La Regione rivendica interventi, cabine di regia, misure emergenziali, uso dei “volumi morti” degli invasi e progetti infrastrutturali. Ma la verità è che la crisi idrica non è più un’emergenza stagionale: è il risultato di decenni di rinvii, di piani annunciati e mai attuati, di una gestione che rincorre il problema senza governarlo.

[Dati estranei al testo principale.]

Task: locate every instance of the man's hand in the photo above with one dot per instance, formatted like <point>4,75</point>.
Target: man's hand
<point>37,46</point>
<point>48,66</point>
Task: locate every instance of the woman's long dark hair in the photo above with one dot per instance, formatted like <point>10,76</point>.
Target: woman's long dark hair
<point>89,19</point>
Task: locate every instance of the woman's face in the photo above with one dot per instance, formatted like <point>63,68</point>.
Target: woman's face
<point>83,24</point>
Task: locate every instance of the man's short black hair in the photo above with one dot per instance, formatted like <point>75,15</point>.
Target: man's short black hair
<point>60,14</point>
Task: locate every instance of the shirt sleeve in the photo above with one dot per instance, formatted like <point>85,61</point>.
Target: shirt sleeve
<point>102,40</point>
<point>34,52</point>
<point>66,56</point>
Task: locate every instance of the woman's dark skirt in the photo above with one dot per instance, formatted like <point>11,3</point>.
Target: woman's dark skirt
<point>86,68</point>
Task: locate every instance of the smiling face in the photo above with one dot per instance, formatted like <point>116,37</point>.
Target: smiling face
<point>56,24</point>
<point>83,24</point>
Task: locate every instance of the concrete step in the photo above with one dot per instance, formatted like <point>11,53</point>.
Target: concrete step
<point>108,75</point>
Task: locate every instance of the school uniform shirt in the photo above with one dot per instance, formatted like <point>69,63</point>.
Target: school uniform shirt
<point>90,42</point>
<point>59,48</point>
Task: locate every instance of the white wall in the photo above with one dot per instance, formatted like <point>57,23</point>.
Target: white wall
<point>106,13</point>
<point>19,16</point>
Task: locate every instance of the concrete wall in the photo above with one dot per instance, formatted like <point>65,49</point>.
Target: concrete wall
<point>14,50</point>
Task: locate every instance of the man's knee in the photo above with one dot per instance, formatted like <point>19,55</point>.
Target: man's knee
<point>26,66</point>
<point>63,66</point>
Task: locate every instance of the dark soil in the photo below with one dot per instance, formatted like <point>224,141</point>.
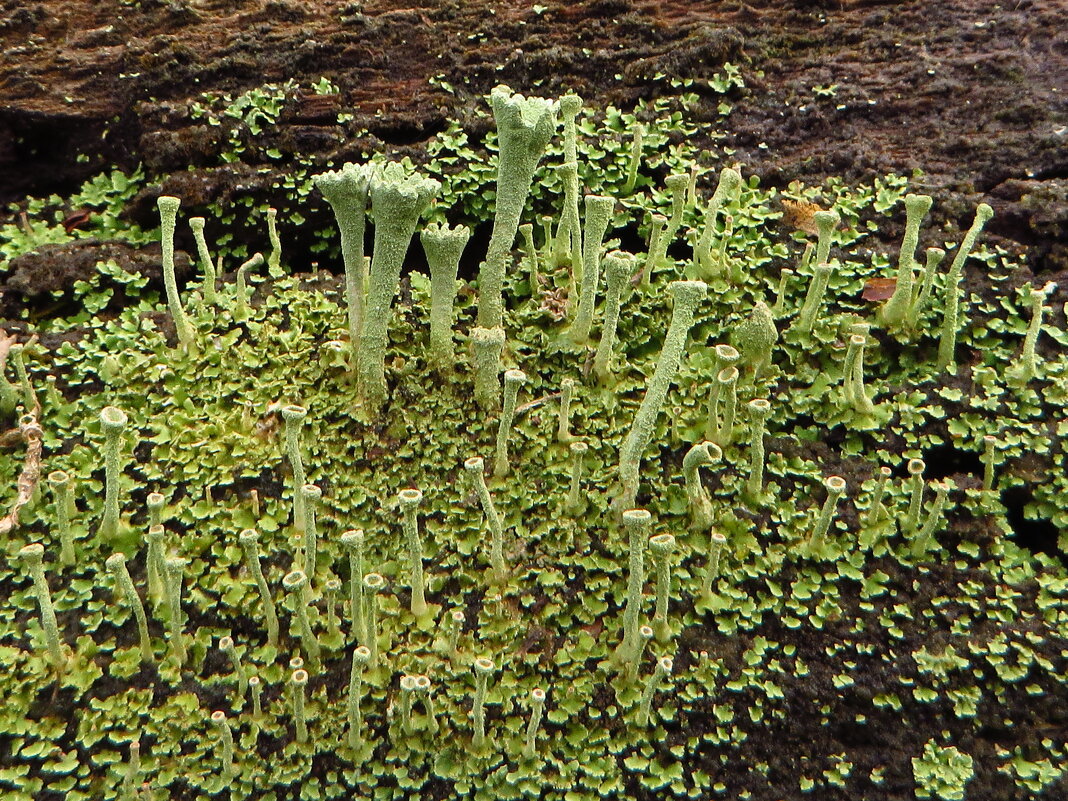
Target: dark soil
<point>972,92</point>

Non cresce, allo stesso modo, la Sicilia della sanità. Qui il Pil non consola nessuno. Liste d’attesa infinite, pronto soccorso sotto pressione, carenza cronica di medici e infermieri, punti di emergenza territoriale lasciati senza personale. In vista di una riforma “epocale” che promette rigore nelle selezioni dei manager (ma che rimane comunque agganciata ai desiderata della politica), le nomine procedono a rilento: emblematico il caso dell’Asp di Palermo, dove il decreto di nomina di Alberto Firenze rimane incagliato da mesi. Nel frattempo, la nuova rete ospedaliera attende ancora il vaglio ministeriale, mentre i territori continuano a perdere servizi.

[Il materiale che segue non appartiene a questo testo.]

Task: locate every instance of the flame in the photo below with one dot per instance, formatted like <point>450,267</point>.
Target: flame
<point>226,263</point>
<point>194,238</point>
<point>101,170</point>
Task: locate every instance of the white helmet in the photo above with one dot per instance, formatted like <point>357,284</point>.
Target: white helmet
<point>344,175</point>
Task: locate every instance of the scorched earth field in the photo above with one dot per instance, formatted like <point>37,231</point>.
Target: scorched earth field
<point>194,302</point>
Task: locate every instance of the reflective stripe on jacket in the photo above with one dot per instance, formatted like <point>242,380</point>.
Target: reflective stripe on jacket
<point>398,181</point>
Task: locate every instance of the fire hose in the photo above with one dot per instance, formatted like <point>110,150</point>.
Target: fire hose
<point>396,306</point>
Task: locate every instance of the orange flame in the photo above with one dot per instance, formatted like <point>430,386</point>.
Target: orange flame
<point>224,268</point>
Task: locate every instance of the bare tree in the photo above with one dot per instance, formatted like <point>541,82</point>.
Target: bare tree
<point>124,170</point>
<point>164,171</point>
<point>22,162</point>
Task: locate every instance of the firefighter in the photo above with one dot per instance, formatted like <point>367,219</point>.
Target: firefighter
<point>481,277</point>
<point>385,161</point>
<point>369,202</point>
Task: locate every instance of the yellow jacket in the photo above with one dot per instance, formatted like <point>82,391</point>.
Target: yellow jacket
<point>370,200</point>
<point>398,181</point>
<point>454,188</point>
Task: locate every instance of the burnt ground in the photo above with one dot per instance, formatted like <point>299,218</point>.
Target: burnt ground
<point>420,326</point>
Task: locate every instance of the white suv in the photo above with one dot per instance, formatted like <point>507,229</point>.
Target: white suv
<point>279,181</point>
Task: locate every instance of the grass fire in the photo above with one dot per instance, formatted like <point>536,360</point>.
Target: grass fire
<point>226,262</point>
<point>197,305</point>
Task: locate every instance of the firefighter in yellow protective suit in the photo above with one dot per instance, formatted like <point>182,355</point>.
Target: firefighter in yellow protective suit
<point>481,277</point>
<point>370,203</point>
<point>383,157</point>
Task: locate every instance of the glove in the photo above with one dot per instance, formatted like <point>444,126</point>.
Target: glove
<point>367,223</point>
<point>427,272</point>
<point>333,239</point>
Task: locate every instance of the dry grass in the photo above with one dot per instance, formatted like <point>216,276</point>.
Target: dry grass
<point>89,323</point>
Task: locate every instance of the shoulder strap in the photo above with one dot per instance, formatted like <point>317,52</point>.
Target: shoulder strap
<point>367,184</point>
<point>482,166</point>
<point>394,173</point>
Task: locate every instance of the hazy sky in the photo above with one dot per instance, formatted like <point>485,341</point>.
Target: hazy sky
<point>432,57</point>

Cresce, forse, il turismo. Ma con molte cautele. Palermo registra numeri incoraggianti anche in inverno, con un’occupazione alberghiera in aumento già prima di Natale e il tutto esaurito per Capodanno. Il mercato internazionale cresce, le tariffe salgono, la permanenza media si allunga. È un segnale positivo, certo. Ma resta una percentuale minima rispetto al resto dell’economia regionale. E soprattutto non basta a compensare il declino strutturale di altri settori produttivi, né a giustificare la retorica dello “sviluppo diffuso”.

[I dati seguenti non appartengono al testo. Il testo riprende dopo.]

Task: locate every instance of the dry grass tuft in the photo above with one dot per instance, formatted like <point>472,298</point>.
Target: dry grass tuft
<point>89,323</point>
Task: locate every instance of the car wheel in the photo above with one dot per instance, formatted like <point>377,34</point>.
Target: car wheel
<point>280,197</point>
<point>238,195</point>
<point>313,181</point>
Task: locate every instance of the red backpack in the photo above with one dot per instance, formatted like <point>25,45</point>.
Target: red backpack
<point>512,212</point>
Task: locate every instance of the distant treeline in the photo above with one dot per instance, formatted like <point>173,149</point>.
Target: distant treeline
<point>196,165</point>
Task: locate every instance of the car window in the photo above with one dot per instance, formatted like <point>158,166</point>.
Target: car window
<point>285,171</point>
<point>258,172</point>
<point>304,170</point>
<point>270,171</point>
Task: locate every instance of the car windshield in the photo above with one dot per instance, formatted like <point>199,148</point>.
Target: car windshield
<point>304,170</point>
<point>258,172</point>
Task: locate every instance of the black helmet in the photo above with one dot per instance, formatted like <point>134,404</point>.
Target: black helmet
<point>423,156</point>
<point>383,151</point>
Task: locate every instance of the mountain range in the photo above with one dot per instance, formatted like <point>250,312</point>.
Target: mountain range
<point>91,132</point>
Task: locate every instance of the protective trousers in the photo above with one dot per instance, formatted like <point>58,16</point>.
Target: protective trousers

Perché se si guarda oltre le vetrine, emerge l’altra Sicilia: quella delle clientele, dei cerchi magici, dei pagnottisti. Una Sicilia che cresce non in termini di valore aggiunto, ma di rendite politiche. Le inchieste per corruzione che hanno coinvolto figure apicali della politica regionale – da Gaetano Galvagno a Elvira Amata, fino al ritorno giudiziario di Totò Cuffaro – raccontano un sistema che fatica a liberarsi dai vecchi attrezzi: raccomandazioni, favori, scambi di potere.

È questa la Sicilia che prospera davvero: quella che vive di intermediazioni, di contributi a pioggia, di “spendi e spandi” senza visione. La Sicilia dove l’industria incassa incentivi ma non crea occupazione stabile, dove il commercio muore, dove l’agricoltura sopravvive a colpi di ristori. Alla fine, il problema non è negare i dati Istat. Il problema è scambiarli per una strategia. Perché la crescita certificata non diventa sviluppo se non migliora i servizi, non rafforza i territori, non riduce le disuguaglianze. E allora sì, forse cresce davvero qualcosa. Ma non è la Sicilia dei siciliani. È la Sicilia della casta, delle clientele e dei professionisti del consenso.